🏗️ Final Group Project: Specialised Tracks & Client Interaction

DS205 2024/25 Winter Term

Author

Dr Jon Cardoso-Silva

Published

08 April 2025

Welcome to the DS205 final group project! This capstone experience allows you to apply and deepen the skills acquired throughout the winter term - from data infrastructure engineering (✍️ Problem Set 1) to more advanced NLP (✍️ Problem Set 2) - by tackling a specialised data science challenge within a team.

For this very first iteration of DS205, projects fall into two distinct tracks, each with its own base repository and focus:

  1. API Development: Expanding and refining the public lse-ds205/tpi-apis repository.
  2. RAG Development: Building Retrieval-Augmented Generation (or similar embedding search) systems for specific data sources, starting from the lse-ds205/rag-fact-sheets template.

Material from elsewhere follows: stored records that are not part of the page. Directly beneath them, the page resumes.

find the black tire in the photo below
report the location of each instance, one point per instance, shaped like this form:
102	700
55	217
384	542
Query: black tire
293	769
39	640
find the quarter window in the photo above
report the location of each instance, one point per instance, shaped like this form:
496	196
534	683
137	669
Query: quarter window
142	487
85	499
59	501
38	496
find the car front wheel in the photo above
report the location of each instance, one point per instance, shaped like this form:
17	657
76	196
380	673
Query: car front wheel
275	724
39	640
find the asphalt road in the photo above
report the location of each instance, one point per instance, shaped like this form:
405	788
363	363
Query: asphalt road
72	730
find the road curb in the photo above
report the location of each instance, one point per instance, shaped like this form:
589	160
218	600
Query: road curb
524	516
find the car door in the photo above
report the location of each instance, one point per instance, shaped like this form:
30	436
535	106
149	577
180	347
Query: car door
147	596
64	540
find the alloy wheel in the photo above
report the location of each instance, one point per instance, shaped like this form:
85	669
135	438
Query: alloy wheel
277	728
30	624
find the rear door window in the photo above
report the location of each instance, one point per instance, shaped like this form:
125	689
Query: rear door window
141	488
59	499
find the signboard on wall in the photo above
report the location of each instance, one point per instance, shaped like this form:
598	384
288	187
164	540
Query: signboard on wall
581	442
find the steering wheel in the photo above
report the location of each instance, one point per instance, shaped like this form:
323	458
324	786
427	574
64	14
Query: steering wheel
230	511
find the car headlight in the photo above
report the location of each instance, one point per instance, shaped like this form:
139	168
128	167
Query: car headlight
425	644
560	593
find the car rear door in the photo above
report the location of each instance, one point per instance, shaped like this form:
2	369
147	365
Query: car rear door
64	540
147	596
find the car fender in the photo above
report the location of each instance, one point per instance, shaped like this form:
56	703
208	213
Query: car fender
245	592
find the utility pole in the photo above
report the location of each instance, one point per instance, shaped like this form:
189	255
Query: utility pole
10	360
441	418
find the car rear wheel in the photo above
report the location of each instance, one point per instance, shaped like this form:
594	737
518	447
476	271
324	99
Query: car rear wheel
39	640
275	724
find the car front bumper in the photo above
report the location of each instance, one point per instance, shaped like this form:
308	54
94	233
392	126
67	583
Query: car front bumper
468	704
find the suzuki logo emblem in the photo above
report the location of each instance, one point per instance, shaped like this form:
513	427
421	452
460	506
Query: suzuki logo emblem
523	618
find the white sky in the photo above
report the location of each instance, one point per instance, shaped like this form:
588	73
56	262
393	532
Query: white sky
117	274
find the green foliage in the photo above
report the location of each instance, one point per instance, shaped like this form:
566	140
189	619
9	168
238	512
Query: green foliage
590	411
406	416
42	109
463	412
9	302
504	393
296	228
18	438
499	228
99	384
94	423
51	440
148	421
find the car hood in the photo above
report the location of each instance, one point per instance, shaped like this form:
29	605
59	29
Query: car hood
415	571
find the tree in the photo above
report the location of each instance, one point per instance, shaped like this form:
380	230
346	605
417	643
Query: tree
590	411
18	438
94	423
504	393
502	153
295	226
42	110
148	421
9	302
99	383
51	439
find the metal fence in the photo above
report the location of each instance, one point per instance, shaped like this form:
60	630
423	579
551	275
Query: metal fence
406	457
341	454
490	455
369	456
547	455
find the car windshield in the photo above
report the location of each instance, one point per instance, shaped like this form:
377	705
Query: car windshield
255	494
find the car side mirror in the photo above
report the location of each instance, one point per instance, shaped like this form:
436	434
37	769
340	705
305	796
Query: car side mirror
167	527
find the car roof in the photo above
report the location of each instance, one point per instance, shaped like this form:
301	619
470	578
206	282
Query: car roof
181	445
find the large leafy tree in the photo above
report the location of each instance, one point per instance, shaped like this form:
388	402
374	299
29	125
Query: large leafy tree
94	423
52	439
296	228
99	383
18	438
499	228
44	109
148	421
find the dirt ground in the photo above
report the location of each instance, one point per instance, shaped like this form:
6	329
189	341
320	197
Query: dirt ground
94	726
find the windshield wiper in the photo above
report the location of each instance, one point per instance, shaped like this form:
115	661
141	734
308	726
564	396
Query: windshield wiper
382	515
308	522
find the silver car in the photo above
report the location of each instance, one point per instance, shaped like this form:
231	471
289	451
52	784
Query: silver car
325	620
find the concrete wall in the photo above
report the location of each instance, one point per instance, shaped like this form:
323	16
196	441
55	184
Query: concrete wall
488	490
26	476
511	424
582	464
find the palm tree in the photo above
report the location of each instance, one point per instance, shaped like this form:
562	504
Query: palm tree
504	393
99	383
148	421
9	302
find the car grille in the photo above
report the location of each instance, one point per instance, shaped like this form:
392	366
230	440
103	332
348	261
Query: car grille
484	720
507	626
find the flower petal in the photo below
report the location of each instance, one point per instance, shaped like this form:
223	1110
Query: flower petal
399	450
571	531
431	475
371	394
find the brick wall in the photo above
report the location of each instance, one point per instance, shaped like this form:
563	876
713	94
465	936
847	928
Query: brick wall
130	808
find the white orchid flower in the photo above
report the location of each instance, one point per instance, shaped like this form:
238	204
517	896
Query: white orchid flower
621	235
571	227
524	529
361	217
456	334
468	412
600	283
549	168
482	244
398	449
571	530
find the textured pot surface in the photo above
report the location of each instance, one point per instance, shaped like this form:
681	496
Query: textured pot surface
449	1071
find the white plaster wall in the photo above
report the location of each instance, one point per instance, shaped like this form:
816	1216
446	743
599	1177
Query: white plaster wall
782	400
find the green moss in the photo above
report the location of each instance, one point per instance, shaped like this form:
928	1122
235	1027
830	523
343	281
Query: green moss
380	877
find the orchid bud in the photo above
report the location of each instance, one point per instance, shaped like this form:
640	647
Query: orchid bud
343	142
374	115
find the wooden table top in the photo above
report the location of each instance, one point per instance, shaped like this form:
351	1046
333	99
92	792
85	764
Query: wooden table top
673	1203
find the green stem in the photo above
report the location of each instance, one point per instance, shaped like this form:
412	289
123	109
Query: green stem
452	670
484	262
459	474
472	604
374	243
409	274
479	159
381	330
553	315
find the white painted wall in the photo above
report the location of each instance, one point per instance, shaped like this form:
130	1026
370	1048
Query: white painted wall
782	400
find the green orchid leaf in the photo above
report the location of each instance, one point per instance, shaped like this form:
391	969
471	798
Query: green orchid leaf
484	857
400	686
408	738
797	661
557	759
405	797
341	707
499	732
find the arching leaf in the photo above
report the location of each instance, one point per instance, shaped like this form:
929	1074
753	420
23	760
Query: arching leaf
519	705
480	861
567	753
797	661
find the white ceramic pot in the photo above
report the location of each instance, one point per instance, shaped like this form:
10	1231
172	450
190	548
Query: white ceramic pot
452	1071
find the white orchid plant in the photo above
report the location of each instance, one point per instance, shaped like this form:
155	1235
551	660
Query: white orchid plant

Each group has been assigned a specific challenge within one of these tracks (e.g., maintaining legacy code, serving images via API, rethinking data architecture, applying RAG to specific climate data sources). While your specific technical goals will differ, all groups will aim to:

DEADLINE: 29 May 2025 8pm UK time.

🥅 Common Learning Goals

  • Tackle Complexity: Address a challenging data science problem integrating multiple course techniques.
  • Develop Focused Solutions: Design, implement, and evaluate a system addressing your specific group brief.
  • Collaborate Effectively: Practise teamwork, project management, and code sharing using Git/GitHub workflows (Issues, PRs).
  • Apply Advanced Techniques: Demonstrate proficiency in relevant methods, potentially extending beyond the core curriculum where appropriate.
  • Evaluate Rigorously: Assess your solution’s performance and critically analyse results and limitations.
  • Communicate Professionally: Document your project thoroughly including code, process, and findings.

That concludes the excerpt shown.